FibonacciFan21:16:15
144/1024=9/64 so the answer is 73
abshin382221:16:15
144/1024=9/64
d199421:16:15
73
hello12321:16:31
73
Jakey21:16:31
73
rrusczyk21:16:33
We can now say that i/j = 144/1024 = 9/64, so i + j = 73.
rrusczyk21:16:44
This is one of those problems that shows how important it is to test small cases and then to observe the way that we generate those cases.

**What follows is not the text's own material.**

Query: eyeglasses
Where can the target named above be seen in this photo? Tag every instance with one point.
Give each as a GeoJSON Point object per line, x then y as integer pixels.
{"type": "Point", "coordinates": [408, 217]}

Making the connection between the way we generated each new sequence and the recursion that we derived gave us a direct calculation to our answer.
Lulze21:16:46
Will we typically have to find relations like this on most AIME problems?
rrusczyk21:17:05
Yes, as AIME problems get harder, you'll have to get more clever about finding surprising connections.
rrusczyk21:17:14
Are there any questions about the AIME Problem Series?
istos21:17:39
it seemed really difficult! what are some methods that you recommend on connecting these relations?
rrusczyk21:17:59
Lots of practice -- our Intermediate books are packed with suggestions and strategies for finding these.
termantiger21:18:09
Will most AIME problems contain intricate details in the question that require deep reading to find?
rrusczyk21:18:19
You definitely have to pay attention to the details in the questions.
Jakey21:18:23
this method is also taught in the First steps for math olympians by douglas!!!
rrusczyk21:18:31
That is a nice book for preparing for some of these tests.
Lulze21:18:58
I've noticed that AIME problems seem to be what you would call "computationally difficult", or in other words, involve lots of non-calculator number crunching. Does the class discuss any techniques to make this number crunching easier?
rrusczyk21:19:02
I suggest three techniques:
rrusczyk21:19:23
1) Do problems 2 ways, which helps you cut down on errors (particuarly in counting problems)
rrusczyk21:19:43
2) If very computationally intensive, step back and look for a simpler approach to the problem.
rrusczyk21:19:47
But the most important is
rrusczyk21:19:52
3) Read this article:
rrusczyk21:20:27
This describes how I cut down on careless errors and learned how to carefully manage these computations.
abshin382221:20:29
Is this book good for AIME too?
rrusczyk21:20:34
It's more for the AMCs
rrusczyk21:20:39
Any more questions?
Jakey21:20:42
by the way, rusczyk, what's your email ad?
rrusczyk21:20:47
rusczyk@artofproblemsolving.com
abshin382221:21:49
Is AMC10 harder than MATHCOUNTS Nationals?
rrusczyk21:22:05
It's different. There's less time pressure, but the hardest problems are harder.
Ruby509999121:22:22
anything you recommend we should definitely know for the classes for AIME?
rrusczyk21:22:41
You should know to speak up and ask questions when you're stuck!
Jakey21:22:44
what book can you refer which is very friendly and very easy to understand to prepare for AIME's, USAMOs and even IMO's?
rrusczyk21:22:50
No book hits that whole range.
rrusczyk21:22:56
AMC: AoPS Volume 1.
rrusczyk21:23:13
AIME: AoPS Volume 2. Art and Craft of Problem Solving by Paul Zeitz.
rrusczyk21:23:21
USAMO: The Zeitz book.
rrusczyk21:23:44
If you have plenty of time for more thorough preparation, our subject books are even better.
rrusczyk21:24:05
Intro for AMC, Intermediate for advanced AMC, AIME, and very beginning Olympiad.
Jakey21:24:07
oh...but in the book by Zeitz doesnt show solutions to its exercises
rrusczyk21:24:11
Ask on the message board.
aggarwal21:24:14
how should we prepare for proofs
rrusczyk21:24:17
By writing proofs.
rrusczyk21:24:19
Do the USAMTS.
rrusczyk21:24:24
Do the Mandelbrot Team Round.
rrusczyk21:24:29
Do the ARML Power Round.
iloveham47_221:24:32
What is the normal score for Aime + AMC to qualify for USAMO?
rrusczyk21:24:42
Varies a great deal from year to year.
Jakey21:25:11
is ARML great for preparing for AIME's and beginners at USAMO?
rrusczyk21:25:26
Yes. And it's just plain fun (more details at www.arml.com for those who don't know about it)
ChocolateChipCookie21:25:42
have you been to the usamo and what is it like
rrusczyk21:25:51
Yes, I was a winner in 1989. It's long.
rrusczyk21:26:02
9 hours over 2 days, only 6 questions. And they're hard!